I can put up with a few quickies but wow id love to spend some major time with out worrying about being disturbed !!! Shes going to playschool next week for a hour two days a week ive already told my husband he will have to take a early lunch ha ha !!!


----------



## GAsoccerman (Mar 24, 2008)

did you ever think of laying in bed with her, in HER bed?? until she falls asleep and then you slide out and onto hubby?? oh yea...

Yea since they are new and need to settle in tehy are scared, so it may take a while, but like a binky or a blanket....you need to set limits and then gradually take them off.

I know you have a huge heart but now you have to be their mom. 

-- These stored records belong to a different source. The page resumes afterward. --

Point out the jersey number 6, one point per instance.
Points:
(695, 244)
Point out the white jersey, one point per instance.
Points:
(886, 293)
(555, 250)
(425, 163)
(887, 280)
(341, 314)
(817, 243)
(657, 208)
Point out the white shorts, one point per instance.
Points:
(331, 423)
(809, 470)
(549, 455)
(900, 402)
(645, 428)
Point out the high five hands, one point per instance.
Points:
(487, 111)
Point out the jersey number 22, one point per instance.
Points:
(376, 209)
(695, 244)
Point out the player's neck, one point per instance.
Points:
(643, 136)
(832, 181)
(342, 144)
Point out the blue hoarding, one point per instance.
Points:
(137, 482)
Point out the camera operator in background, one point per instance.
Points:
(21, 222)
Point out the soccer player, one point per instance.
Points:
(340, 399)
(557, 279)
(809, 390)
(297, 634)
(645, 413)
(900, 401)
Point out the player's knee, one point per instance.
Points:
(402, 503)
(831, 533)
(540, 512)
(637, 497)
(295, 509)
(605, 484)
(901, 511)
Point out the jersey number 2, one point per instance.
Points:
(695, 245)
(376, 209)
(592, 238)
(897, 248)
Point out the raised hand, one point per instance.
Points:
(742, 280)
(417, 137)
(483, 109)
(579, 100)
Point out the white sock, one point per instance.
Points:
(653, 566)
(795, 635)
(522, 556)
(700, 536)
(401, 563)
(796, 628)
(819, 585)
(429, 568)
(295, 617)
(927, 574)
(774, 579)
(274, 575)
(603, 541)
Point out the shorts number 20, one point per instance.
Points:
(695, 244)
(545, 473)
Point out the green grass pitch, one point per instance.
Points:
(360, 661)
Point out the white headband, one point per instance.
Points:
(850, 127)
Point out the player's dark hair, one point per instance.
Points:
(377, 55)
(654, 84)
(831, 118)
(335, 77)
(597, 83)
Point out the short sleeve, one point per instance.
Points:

best of luck, you know I am behind you a 100% on this!


----------



## humpty dumpty (Nov 26, 2008)

Thanks GAsoccerman 

We sat down today to talk about how it would be good if she tried her own bed out tonight ...she wants to please me and to try it out..now im feeling rottern for asking her to try  

We are going to go out tomorrow and buy a new night light and a special bedtime toy so im hoping that could help..

My parents are looking after them saturday so we can go out for a meal ..we arnt going for the night we dont want to leave them just yet ..but im so tempted to book us a room at a local hotel and have a few hours of loving !! well my hubbie did miss his 40th birthday and its valentines to !!!!


----------



## onlylonelyone (Jan 26, 2009)

LOL, sounds good. Don't feel bad she will be ok. She sounds like a little angel : )


----------



## Dancing Nancie (Jul 1, 2008)

humpty dumpty said:


> WOW !!! Im finding it soooo hard
> who would think staying at home with the kids could be such hardwork !!!
> Id go back to my classroom full of 24 six year olds tomorrow if i could.
> Im missing friends talking to adults and yes our sex life has takern a dive ...since we addopted emily 3 and katie 6
> ...


I stayed at home with our kids, and it's very consuming. There is always a ton to do, and everything you do seems to be a thankless job! I missed having adult conversations as well. I was home for a couple of years, and found my communication skills eroded over that time. When you talk to little ones, it's like another language!


----------



## humpty dumpty (Nov 26, 2008)

I think its going from being at home with my boys, going back to teaching and really enjoying my job ,to going back to being at home ..give me a few weeks and ill get back into the swing of things ...of course missing day to day adult chat is hard as is dealing with tantrums again !!!

But being wokern by kids laughing is totally fantastic little cuddles and even little handprints on the glass windows make me smile


----------